Is it normal to have \u escaped unicode text in "text" field of json response or you actually retrieves UTF-8 code?


#1

When I tried to fetch my post using https://api.twitter.com/1.1/statuses/user_timeline.json at https://dev.twitter.com/console, it retrieves like :

“text”: “아무리 오픈 소스래지만…”

If there is English text with it, it is like

“text”: “Hello, 아무리 오픈 소스래지만…”

However, when I tried using open source library like twitcurl, what it retrieved is :

“text”: “Hello, \uc544\ubb34\ub9ac \uc624\ud508 \uc18c\uc2a4\ub798\uc9c0\ub9cc…”

so, it only escape Korean text in \u escaped text. ( the code point of 아 is \uC544 and its actual binary representation is 0xEC 0x95 0x84 )

is it supposed to return with the \u escaped text, or the https://dev.twitter.com/console just replaces the \u escaped text with actual Korean text? Do you actually convert those \u escaped unicode with actual printable Korean text in the JavaScript code?
If it’s normal to have \u escaped text, it’s strange that it doesn’t do the same for the “Hello,” part. ( In know that UTF-8 has same code values for ASCII area, but… )

I tried to click the “Snapshot” button and there I can see it raw text, but it doesn’t contain the \u escaped text. It contains real Korean text.
However, by opening “Web Console” of Firefox browser and inspecting the json response, I could see \u escaped text.

So, should we, an applicaton developer, convert those \u escaped text before displaying? ( I use C++. I noticed that there are some json libraries for PHP/Python, which decodes the \u escaped text correct to display such unicode while those English portion is not changed.
(It’s kind of weird only some portion of text is escaped, still. )

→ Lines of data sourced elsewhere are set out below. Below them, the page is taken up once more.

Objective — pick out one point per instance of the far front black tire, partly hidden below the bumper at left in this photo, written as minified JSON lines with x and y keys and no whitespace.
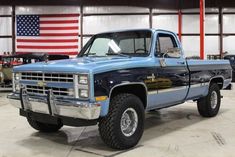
{"x":43,"y":127}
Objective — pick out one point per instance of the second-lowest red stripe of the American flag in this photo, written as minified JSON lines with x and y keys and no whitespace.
{"x":46,"y":47}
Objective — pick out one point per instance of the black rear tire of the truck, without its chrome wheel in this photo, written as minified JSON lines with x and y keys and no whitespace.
{"x":204,"y":104}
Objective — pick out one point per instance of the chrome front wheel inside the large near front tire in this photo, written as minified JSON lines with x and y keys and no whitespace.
{"x":129,"y":122}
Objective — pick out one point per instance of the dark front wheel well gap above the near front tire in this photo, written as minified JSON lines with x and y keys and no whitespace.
{"x":136,"y":89}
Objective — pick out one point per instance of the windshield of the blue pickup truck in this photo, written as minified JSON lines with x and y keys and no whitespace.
{"x":132,"y":43}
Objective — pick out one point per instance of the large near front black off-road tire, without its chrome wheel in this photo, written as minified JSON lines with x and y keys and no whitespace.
{"x":110,"y":126}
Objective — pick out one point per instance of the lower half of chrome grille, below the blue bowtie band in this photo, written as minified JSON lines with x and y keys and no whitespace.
{"x":43,"y":90}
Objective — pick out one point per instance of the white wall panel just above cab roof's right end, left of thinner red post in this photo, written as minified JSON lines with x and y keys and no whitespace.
{"x":167,"y":22}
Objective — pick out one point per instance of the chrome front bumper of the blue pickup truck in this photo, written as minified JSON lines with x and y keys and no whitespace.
{"x":53,"y":106}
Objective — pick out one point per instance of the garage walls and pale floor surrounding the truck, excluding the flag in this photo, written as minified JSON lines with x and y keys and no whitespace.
{"x":176,"y":131}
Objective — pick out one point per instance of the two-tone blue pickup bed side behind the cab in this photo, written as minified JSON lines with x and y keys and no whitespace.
{"x":202,"y":72}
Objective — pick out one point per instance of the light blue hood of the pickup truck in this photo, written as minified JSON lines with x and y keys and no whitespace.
{"x":87,"y":64}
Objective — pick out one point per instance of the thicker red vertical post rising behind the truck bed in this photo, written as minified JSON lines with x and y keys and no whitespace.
{"x":202,"y":31}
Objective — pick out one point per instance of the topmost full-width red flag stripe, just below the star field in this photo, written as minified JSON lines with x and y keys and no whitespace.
{"x":47,"y":41}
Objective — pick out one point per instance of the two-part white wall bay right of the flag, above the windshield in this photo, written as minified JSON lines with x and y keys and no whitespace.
{"x":96,"y":24}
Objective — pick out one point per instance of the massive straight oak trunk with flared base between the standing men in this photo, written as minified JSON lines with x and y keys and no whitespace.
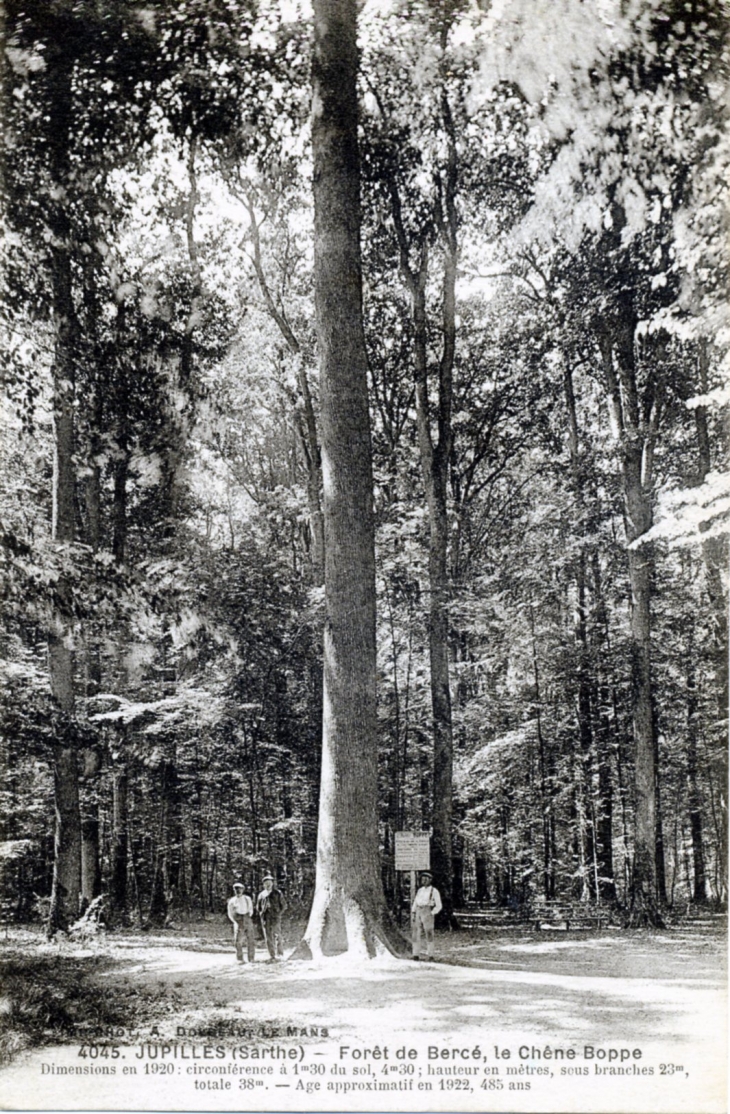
{"x":349,"y":911}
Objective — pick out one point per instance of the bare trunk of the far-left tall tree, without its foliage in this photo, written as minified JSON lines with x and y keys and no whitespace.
{"x":67,"y":846}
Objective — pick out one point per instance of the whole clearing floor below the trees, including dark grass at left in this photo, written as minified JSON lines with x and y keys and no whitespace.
{"x":614,"y":990}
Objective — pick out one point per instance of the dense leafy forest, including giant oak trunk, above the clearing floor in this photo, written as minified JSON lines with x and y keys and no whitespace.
{"x":484,"y":326}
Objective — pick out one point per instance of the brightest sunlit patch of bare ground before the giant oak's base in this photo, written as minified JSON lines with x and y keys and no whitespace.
{"x":397,"y":995}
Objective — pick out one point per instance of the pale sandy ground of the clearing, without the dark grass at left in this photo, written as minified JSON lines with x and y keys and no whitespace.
{"x":660,"y":994}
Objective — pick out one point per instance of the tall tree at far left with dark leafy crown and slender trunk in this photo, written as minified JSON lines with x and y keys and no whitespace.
{"x":66,"y":136}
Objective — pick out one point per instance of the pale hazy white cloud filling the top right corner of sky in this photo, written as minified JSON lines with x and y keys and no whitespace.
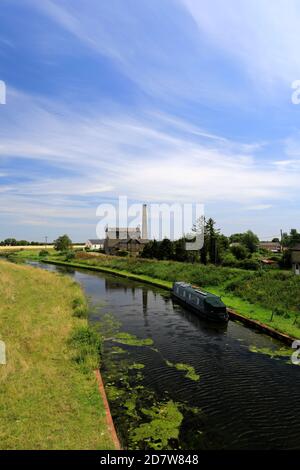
{"x":261,"y":36}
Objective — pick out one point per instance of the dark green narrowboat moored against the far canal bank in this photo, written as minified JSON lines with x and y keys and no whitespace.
{"x":206,"y":305}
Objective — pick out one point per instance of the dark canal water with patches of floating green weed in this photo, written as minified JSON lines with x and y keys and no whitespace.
{"x":236,"y":389}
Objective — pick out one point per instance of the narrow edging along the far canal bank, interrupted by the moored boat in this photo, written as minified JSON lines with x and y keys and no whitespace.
{"x":235,"y":316}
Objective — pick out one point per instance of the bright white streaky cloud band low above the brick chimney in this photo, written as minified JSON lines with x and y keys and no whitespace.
{"x":147,"y":157}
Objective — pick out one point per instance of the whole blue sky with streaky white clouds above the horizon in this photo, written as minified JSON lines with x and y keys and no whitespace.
{"x":161,"y":101}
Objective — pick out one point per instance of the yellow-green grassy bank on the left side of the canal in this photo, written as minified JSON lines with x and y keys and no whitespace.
{"x":48,"y":394}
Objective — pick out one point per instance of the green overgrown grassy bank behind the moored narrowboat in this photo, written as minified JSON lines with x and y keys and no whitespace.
{"x":271,"y":297}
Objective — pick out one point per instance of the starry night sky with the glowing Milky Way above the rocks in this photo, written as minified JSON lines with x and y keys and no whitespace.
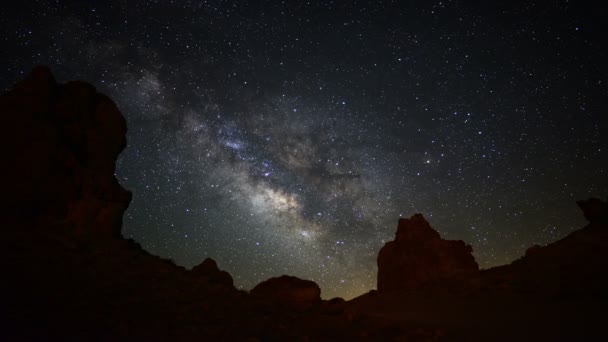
{"x":288,"y":137}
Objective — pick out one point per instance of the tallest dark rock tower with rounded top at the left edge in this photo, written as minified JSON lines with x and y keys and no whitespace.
{"x":61,"y":142}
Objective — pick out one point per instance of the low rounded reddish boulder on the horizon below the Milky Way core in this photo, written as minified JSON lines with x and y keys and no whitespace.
{"x":290,"y":291}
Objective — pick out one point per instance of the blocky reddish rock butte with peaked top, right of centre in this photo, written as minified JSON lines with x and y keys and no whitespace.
{"x":419,"y":257}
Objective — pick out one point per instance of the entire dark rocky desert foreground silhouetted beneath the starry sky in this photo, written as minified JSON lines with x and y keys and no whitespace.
{"x":69,"y":275}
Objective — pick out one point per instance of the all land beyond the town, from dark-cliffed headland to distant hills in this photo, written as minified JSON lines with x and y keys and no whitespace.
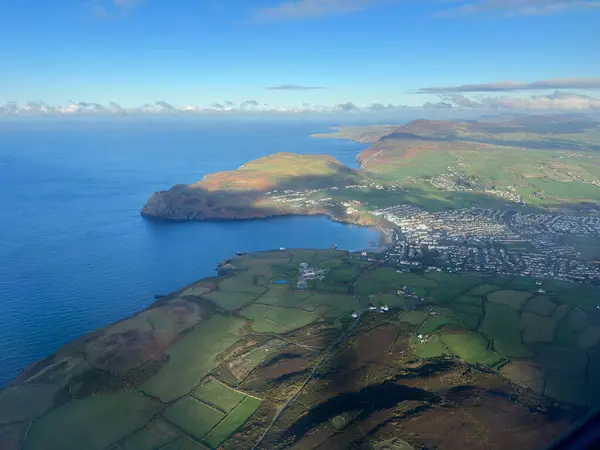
{"x":544,"y":162}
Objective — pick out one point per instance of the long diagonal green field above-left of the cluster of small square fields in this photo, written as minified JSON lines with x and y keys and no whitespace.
{"x":182,"y":373}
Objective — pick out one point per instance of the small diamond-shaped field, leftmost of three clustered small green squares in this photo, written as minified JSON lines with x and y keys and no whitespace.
{"x":193,"y":416}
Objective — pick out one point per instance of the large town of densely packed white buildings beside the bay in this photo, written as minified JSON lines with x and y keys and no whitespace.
{"x":503,"y":242}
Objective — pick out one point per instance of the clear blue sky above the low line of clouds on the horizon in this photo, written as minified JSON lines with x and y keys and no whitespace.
{"x":203,"y":52}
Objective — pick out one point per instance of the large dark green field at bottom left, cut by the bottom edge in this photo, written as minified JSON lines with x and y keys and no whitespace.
{"x":93,"y":422}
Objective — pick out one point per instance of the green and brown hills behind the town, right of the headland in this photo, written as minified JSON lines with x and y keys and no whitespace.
{"x":540,"y":161}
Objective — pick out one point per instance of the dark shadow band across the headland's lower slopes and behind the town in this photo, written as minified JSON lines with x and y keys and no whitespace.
{"x":183,"y":203}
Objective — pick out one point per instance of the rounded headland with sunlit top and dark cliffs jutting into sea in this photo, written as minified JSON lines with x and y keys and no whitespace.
{"x":255,"y":190}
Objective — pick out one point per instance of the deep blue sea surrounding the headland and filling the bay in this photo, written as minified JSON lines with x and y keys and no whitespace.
{"x":76,"y":255}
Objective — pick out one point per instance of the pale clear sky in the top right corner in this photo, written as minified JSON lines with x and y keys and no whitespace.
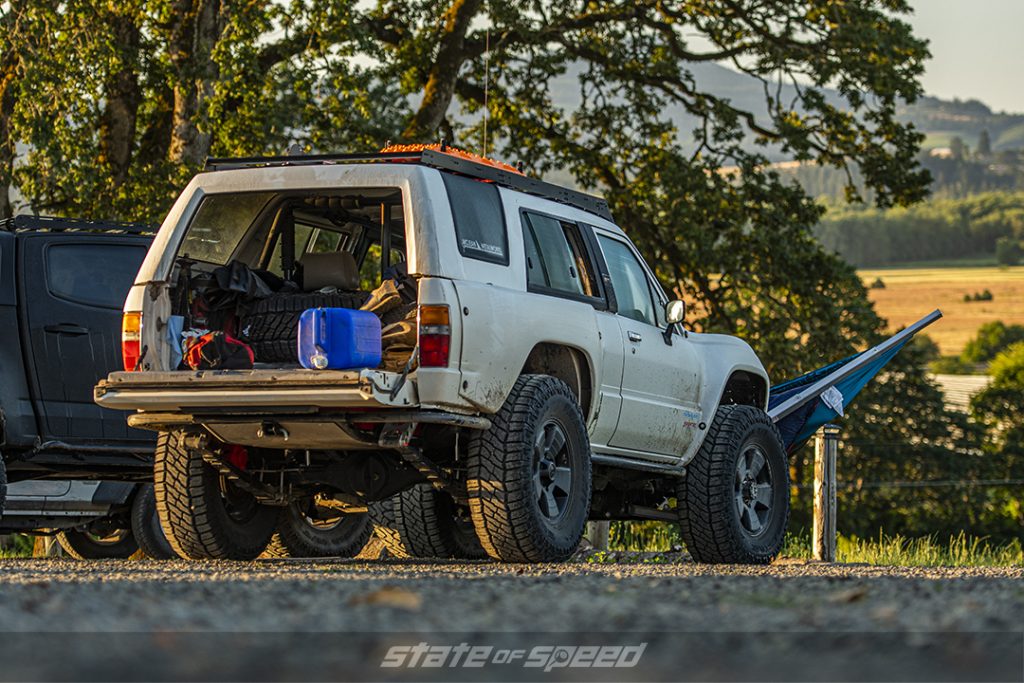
{"x":977,"y":51}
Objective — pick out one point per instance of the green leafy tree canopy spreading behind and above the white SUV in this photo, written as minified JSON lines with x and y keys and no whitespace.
{"x":121,"y":103}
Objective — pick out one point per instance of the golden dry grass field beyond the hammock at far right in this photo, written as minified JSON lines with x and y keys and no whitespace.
{"x":911,"y":293}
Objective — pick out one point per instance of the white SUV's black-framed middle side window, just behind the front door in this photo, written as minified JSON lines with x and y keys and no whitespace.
{"x":557,"y":259}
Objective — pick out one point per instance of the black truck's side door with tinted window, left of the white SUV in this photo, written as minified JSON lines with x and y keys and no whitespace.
{"x":72,"y":293}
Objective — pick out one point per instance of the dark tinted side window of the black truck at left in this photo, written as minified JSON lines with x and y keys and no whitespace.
{"x":93,"y":275}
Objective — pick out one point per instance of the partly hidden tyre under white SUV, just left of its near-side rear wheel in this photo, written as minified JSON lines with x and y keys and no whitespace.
{"x":424,"y":523}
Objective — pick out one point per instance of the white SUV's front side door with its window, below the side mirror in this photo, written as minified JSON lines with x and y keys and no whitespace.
{"x":661,"y":382}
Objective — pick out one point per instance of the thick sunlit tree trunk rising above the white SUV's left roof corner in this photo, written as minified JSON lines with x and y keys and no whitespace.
{"x":193,"y":41}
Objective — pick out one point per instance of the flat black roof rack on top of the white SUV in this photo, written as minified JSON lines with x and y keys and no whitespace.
{"x":434,"y":159}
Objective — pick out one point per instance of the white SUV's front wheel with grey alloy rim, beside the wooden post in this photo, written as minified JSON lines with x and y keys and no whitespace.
{"x":735,"y":500}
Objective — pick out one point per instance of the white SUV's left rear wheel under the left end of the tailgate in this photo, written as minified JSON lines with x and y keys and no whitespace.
{"x":203,"y":515}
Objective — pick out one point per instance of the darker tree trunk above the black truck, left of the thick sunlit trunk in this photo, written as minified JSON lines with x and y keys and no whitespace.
{"x":123,"y":95}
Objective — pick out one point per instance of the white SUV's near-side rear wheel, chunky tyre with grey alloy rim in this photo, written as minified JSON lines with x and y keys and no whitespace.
{"x":530,"y":475}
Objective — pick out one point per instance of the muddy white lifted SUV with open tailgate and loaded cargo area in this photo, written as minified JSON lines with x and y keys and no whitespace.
{"x":552,"y":380}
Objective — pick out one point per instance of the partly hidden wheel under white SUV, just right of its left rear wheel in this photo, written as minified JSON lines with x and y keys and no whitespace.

I’m trying to build json libraries for C/C++ to have some consistent behavior. But I’m not sure whether it’s correct to turn on Unicode support or not.
If it’s to be displayed as “\u …” it would be that I have to turn off unicode support, because \u … is ASCII representation of UTF-8. But on the other hand, if there is such decode() function which replaces the \u text with real Unicode text, I may need to turn on Unicode support.
To decide what I should do, I need the information asked so far.

Please someone respond.

Thank you in advance.


#2

https://dev.twitter.com/console directly replaces \uXXXX with the correct Unicode character.
It’s the job of the JSON parser to do that replacement. You always want the JSON parser to do that replacement (except maybe when debugging).

Non-ASCII characters are replaced by \uXXXX because it’s what works the best in most cases. But it’s harder to read when working with non-ASCII languages.